Friday 9 April 2010

TCP Throughput Over Long Fat Networks : “Why am I not getting the throughput I’m paying for?”

Throughput. We all know what that is: how much ‘stuff’ you can move in a period of time, which in the IT world means bits or bytes per second. We also know intuitively about the things which limit throughput; the capacity of a resource and the competing demands for it.

A concept harder to grasp perhaps is the idea that throughput is limited by physical distance and other network delays which, in the case of TCP, it is. This isn’t something we notice every day because our ubiquitous use of TCP - as HTTP browsing - rarely touches this throughput limit. There can however be real business consequences of this effect anywhere enterprises are moving large volumes of data over long physical distances.

Luckily this TCP throughput limit only exists within individual TCP sessions and doesn’t affect capacity for multiple, concurrent TCP flows. Fortunately there’s also a solution which we’ll come to later.

So what is this TCP throughput constraint and why does it exist?

Back in December 1974 Mud (no, not Elvis) had a UK Number 1 with ‘Lonely this Christmas’ and the first TCP specification (RFC675) was published with a 16 bit window size. The window size is the maximum amount of data which can be sent before an acknowledgement is required. The window size can be varied by the receiver to assert flow control but can’t increase beyond 65535 bytes. As the Round Trip Time (RTT) of the network increases, the sender has to wait longer for an acknowledgement before starting to send the next window.

Queuing delays at network hops and long distance propagation delays are significant components of the RTT and certain finite delays can’t be tuned out of the system. Change any of these delay components and the maximum TCP throughput changes and can fluctuate in the course of a transmission and indeed be different in each direction.

By way of example a network path with a RTT of 10ms has a TCP throughput limit of 52Mbit/s including protocol overhead which, with large frames, is about 49Mbit/s of real application data; the so-called ‘goodput’. Halve the RTT and the throughput doubles and vice versa. Even if the Gigabit link to your data centre has an RTT of only 1ms, a bog-standard TCP session could only half fill it. Equally enlightening is that the absolute throughput reduction due to 1ms of extra RTT will halve 500MBit/s to 250Mbit/s but only reduces 50Mbit/s by to 45Mbit/s – the effect of RTT variability is worse at higher throughputs.
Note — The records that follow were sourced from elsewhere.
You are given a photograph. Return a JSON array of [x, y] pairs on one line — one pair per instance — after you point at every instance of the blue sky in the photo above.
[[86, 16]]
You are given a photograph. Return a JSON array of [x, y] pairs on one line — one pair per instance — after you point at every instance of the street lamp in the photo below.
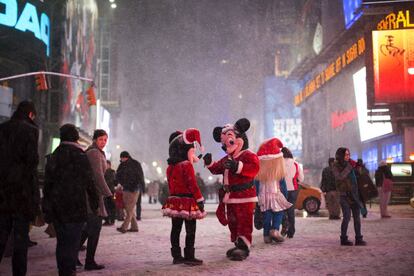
[[159, 170]]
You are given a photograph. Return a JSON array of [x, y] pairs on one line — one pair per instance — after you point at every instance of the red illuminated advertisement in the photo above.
[[393, 64]]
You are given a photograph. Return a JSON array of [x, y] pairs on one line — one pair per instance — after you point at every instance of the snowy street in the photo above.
[[314, 250]]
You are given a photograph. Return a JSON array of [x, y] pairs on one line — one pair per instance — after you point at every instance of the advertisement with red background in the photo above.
[[393, 63]]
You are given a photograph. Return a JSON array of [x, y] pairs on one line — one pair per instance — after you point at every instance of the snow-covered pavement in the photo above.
[[314, 250]]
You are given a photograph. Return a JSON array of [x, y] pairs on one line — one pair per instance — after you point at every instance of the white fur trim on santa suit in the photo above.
[[270, 156], [226, 177], [229, 200], [167, 212], [189, 142], [240, 167]]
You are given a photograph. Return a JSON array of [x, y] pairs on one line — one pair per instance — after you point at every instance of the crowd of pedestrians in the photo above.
[[81, 190]]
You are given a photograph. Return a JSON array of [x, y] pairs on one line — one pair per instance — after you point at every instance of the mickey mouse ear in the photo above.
[[174, 135], [242, 125], [217, 134]]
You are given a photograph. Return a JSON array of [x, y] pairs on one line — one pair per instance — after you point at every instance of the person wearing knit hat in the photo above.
[[97, 159], [271, 188], [347, 186], [69, 196], [238, 167], [19, 203], [131, 177], [185, 203]]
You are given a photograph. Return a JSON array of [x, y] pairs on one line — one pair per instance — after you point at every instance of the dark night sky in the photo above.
[[181, 64]]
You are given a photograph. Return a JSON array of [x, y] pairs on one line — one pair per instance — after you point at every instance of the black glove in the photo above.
[[232, 165], [207, 159], [200, 205]]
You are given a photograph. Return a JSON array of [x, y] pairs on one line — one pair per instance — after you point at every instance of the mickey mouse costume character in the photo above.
[[238, 168], [185, 203]]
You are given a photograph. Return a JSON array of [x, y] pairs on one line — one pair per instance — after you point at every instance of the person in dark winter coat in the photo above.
[[92, 231], [382, 174], [363, 174], [69, 188], [19, 191], [347, 186], [110, 178], [131, 177], [185, 204], [329, 188]]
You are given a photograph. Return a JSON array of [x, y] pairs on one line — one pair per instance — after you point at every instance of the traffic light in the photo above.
[[90, 96], [41, 83]]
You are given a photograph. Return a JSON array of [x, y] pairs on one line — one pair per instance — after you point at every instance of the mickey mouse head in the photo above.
[[233, 137]]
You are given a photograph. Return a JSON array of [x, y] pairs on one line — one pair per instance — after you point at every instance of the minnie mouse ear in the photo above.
[[242, 125], [217, 134]]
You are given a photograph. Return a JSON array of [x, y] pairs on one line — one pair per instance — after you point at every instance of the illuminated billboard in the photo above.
[[352, 11], [401, 169], [367, 130], [29, 20], [393, 66]]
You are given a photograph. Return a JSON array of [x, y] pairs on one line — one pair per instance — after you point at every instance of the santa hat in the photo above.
[[270, 149], [191, 136], [221, 209]]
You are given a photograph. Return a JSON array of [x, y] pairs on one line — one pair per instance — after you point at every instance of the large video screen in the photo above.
[[401, 170], [368, 130], [393, 66]]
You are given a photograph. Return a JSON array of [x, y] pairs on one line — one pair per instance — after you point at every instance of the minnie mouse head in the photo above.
[[233, 137], [183, 146]]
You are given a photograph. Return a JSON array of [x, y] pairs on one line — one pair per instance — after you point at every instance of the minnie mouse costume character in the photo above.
[[238, 168], [185, 203]]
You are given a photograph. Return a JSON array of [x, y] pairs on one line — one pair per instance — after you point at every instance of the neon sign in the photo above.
[[339, 119], [396, 21], [333, 68], [28, 20]]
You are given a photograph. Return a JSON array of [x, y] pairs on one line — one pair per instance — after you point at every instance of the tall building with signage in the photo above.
[[358, 91], [60, 37]]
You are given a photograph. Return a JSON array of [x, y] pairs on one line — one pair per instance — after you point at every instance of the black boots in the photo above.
[[240, 252], [345, 241], [176, 254], [360, 242], [189, 258]]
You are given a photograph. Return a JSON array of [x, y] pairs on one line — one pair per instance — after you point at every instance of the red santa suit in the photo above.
[[241, 198], [184, 192]]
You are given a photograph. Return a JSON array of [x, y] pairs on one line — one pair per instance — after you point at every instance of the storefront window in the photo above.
[[392, 150], [370, 158]]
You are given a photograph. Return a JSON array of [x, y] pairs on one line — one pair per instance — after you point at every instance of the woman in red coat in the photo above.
[[185, 203]]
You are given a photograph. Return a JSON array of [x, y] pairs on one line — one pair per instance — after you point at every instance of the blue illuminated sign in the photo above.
[[352, 11], [27, 21]]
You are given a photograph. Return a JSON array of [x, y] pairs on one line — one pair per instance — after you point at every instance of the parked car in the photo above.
[[309, 198]]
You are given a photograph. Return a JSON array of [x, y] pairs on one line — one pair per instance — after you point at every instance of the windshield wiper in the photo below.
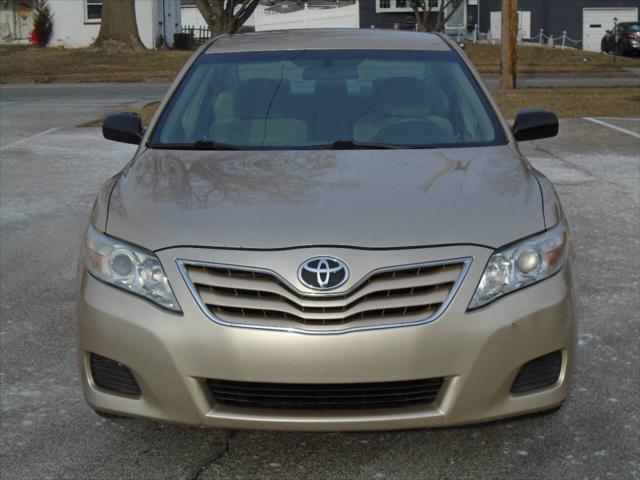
[[199, 145], [354, 145]]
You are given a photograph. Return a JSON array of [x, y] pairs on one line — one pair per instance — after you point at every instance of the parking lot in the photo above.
[[49, 173]]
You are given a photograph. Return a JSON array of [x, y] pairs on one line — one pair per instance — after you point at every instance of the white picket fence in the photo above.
[[338, 17]]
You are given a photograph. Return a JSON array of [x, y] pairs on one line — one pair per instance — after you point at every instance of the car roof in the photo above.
[[328, 39]]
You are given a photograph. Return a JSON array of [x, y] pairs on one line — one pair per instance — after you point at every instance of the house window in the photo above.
[[93, 10], [403, 5]]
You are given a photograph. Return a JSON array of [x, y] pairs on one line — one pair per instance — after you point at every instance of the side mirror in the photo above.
[[123, 127], [532, 124]]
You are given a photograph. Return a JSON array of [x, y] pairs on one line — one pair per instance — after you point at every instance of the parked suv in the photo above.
[[327, 230], [624, 39]]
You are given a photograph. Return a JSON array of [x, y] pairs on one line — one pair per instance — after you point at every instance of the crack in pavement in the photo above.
[[204, 466]]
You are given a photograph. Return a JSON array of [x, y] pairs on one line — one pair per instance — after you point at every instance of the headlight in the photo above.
[[522, 264], [128, 267]]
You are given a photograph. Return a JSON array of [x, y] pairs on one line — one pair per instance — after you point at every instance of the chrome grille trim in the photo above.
[[182, 264]]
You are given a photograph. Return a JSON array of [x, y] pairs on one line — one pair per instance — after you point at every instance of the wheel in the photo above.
[[109, 416]]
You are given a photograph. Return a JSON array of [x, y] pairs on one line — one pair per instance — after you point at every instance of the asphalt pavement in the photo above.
[[49, 173]]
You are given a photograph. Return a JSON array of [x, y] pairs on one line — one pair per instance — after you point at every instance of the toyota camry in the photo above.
[[327, 230]]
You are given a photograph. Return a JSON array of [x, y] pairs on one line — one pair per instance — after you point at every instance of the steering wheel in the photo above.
[[414, 131]]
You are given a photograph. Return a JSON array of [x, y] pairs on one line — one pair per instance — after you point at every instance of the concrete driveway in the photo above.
[[47, 185]]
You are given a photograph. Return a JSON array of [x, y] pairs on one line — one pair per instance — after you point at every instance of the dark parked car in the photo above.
[[624, 39]]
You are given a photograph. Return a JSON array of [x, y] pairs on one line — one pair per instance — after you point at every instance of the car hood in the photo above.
[[362, 198]]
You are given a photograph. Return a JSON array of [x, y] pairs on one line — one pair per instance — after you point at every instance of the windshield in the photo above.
[[327, 99]]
The relationship between the path capacity and the path latency determines where performance-limiting factors may lie. Paths with high capacity & high latency will be limited by TCP throughput whereas paths with low capacity and low latency are limited by the data link capacity. This relationship is referred to as the ‘bandwidth delay product’ and is a measure of how much data could be in transit – in the pipe but not yet received - at any point in time. Networks with a high bandwidth delay product are called ‘Long Fat Networks’ or LFNs for short.
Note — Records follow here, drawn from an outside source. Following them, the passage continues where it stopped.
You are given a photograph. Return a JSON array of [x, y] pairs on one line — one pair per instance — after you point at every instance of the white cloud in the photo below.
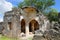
[[5, 6]]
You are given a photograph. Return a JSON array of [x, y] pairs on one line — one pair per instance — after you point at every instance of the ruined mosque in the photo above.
[[27, 20]]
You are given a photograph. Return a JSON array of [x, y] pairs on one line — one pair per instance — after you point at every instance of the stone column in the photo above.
[[27, 29]]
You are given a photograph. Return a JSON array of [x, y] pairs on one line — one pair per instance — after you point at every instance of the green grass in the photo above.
[[7, 38]]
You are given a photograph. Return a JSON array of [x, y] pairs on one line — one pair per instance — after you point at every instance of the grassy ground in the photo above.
[[7, 38]]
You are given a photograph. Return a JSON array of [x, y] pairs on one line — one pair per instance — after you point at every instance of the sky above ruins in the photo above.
[[7, 5]]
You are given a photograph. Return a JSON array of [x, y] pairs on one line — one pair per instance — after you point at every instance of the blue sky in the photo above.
[[6, 5]]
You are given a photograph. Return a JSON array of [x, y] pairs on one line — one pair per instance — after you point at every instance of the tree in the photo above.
[[52, 15], [44, 6], [39, 4]]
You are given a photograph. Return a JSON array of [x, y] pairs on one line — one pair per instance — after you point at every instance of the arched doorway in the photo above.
[[23, 25], [33, 26]]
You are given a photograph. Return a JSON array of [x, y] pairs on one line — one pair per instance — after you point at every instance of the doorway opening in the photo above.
[[23, 25], [33, 26]]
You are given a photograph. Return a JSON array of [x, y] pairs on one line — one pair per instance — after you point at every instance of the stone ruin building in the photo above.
[[27, 20]]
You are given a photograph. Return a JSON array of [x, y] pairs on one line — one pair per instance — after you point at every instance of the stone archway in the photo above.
[[23, 25], [33, 26]]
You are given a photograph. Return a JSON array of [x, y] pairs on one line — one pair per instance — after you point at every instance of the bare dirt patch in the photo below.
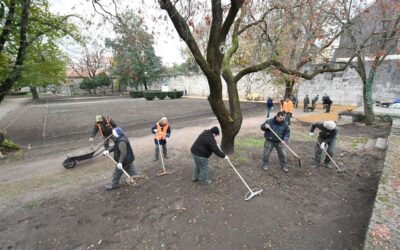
[[304, 209]]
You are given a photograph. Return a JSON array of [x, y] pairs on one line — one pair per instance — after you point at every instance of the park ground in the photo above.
[[44, 206]]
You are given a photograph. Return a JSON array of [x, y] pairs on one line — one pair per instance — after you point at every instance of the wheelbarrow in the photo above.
[[71, 161]]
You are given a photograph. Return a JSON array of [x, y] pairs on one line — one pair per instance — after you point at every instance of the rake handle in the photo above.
[[295, 155], [239, 175], [159, 150], [123, 170]]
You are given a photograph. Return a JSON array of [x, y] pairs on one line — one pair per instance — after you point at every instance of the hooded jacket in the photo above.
[[280, 128], [205, 145]]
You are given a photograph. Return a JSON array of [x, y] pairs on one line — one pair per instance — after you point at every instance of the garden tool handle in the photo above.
[[230, 163], [284, 144], [326, 152], [123, 170]]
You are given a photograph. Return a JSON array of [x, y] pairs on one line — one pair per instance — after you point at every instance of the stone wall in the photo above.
[[346, 87]]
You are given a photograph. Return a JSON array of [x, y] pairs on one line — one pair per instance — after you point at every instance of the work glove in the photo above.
[[119, 165]]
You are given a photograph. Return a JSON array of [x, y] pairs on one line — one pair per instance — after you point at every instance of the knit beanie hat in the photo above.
[[330, 125], [117, 132], [215, 130], [99, 118]]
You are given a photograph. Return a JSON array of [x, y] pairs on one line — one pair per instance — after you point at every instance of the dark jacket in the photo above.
[[327, 100], [306, 100], [326, 135], [314, 100], [205, 145], [106, 127], [123, 152], [162, 142], [270, 104], [280, 128]]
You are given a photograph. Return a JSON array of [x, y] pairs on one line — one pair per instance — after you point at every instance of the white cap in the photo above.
[[330, 125]]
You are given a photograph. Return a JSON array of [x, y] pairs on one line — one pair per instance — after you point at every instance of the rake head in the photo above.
[[164, 173], [252, 193], [136, 180]]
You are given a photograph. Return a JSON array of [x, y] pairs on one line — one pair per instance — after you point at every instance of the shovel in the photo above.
[[295, 155], [132, 180], [339, 170], [164, 172]]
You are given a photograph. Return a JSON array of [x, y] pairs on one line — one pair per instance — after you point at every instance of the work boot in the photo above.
[[110, 186]]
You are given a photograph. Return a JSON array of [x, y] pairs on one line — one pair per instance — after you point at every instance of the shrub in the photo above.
[[136, 94]]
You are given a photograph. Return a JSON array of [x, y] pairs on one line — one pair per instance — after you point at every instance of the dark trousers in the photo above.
[[287, 118], [268, 112], [157, 151], [200, 169], [318, 151], [268, 147], [305, 108], [130, 169]]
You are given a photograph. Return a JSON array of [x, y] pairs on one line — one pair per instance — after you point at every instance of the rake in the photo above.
[[252, 192], [295, 155], [164, 171], [339, 170], [132, 180]]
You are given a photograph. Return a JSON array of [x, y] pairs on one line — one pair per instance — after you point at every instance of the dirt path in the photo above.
[[44, 206]]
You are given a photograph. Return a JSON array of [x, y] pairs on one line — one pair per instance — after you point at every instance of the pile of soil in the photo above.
[[303, 209]]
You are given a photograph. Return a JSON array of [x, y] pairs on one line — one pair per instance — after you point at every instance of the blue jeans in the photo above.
[[268, 147], [130, 169], [200, 169]]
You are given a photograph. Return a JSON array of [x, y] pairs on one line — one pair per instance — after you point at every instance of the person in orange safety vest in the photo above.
[[162, 132], [288, 108]]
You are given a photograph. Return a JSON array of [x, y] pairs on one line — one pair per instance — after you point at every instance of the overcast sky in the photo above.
[[167, 41]]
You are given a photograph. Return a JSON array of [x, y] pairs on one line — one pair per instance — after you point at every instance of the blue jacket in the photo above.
[[280, 128]]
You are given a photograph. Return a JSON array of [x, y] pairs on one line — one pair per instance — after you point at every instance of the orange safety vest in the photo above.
[[161, 132], [288, 107], [108, 124]]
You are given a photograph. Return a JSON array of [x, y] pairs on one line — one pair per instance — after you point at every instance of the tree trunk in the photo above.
[[230, 122], [289, 84], [367, 98], [35, 95], [23, 44]]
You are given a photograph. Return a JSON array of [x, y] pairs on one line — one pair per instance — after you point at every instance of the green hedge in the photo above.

If the bandwidth delay product is greater than the TCP window size then the entire window can be in transit. The receiver must sit and wait for it to arrive and then clock it into the buffers before an acknowledgement can be sent. This stop-start pumping effect reduces the effective throughput across LFNs.

So what can be done about this TCP throughput limit?

RFC1323 ‘TCP Extensions for High Performance’ offers a solution called Window Scaling. This is a TCP Option (3) negotiated by both sides during TCP connection establishment to indicate their willingness to shift the advertised window bitwise to the left, doubling it in size each time. A window scale factor of 0 indicates scaling capability but zero scaling, a window scale factor of 1 doubles the maximum advertised window from 65.5KByte to 131KByte. The highest scale factor of 14 can increase the maximum window to just over 1GByte.

Most TCP stacks have incorporated the Window Scale option by default for some time – it’s been around since 1992 after all – but there are a few considerations: Firstly the TCP receive buffer size must be large enough to absorb the increased window size. Secondly there’s a reliability trade-off because losing a single frame within a scaled window will require the whole window to be retransmitted with a further impact on net throughput. Thirdly, TCP congestion avoidance schemes may still limit the ability of the window to ever achieve its maximum size. Fourthly some network devices – most notably firewalls – have been known to re-write the Window Scale option with unpredictable results. The Fifth effect is that aggressive TCP Window scaling can create unfair bandwidth hogging which might not always be desirable.

So how can you engineer the TCP throughput required by particular business applications?

The first step is to understand the real world performance objectives or KPIs. If the raw throughput of individual TCP sessions is paramount then begin by looking at whether the bandwidth-delay product of the proposed network path exceeds the standard TCP window size.

The next step is to make sure that the end systems are tuned both in terms of buffers and two-way support for RFC1323. I’d always recommend throughput testing in conjunction with protocol analysis to validate this and also highlight the effect of congestion avoidance schemes.

I advise impairment testing too because introducing incremental delays and loss under controlled conditions can you get a really good feel for the point at which the tuned system fails to yield throughput returns. A method of monitoring the throughput being achieved may also be necessary prove that the network service is delivering to throughput KPIs and the business is getting what its paying for.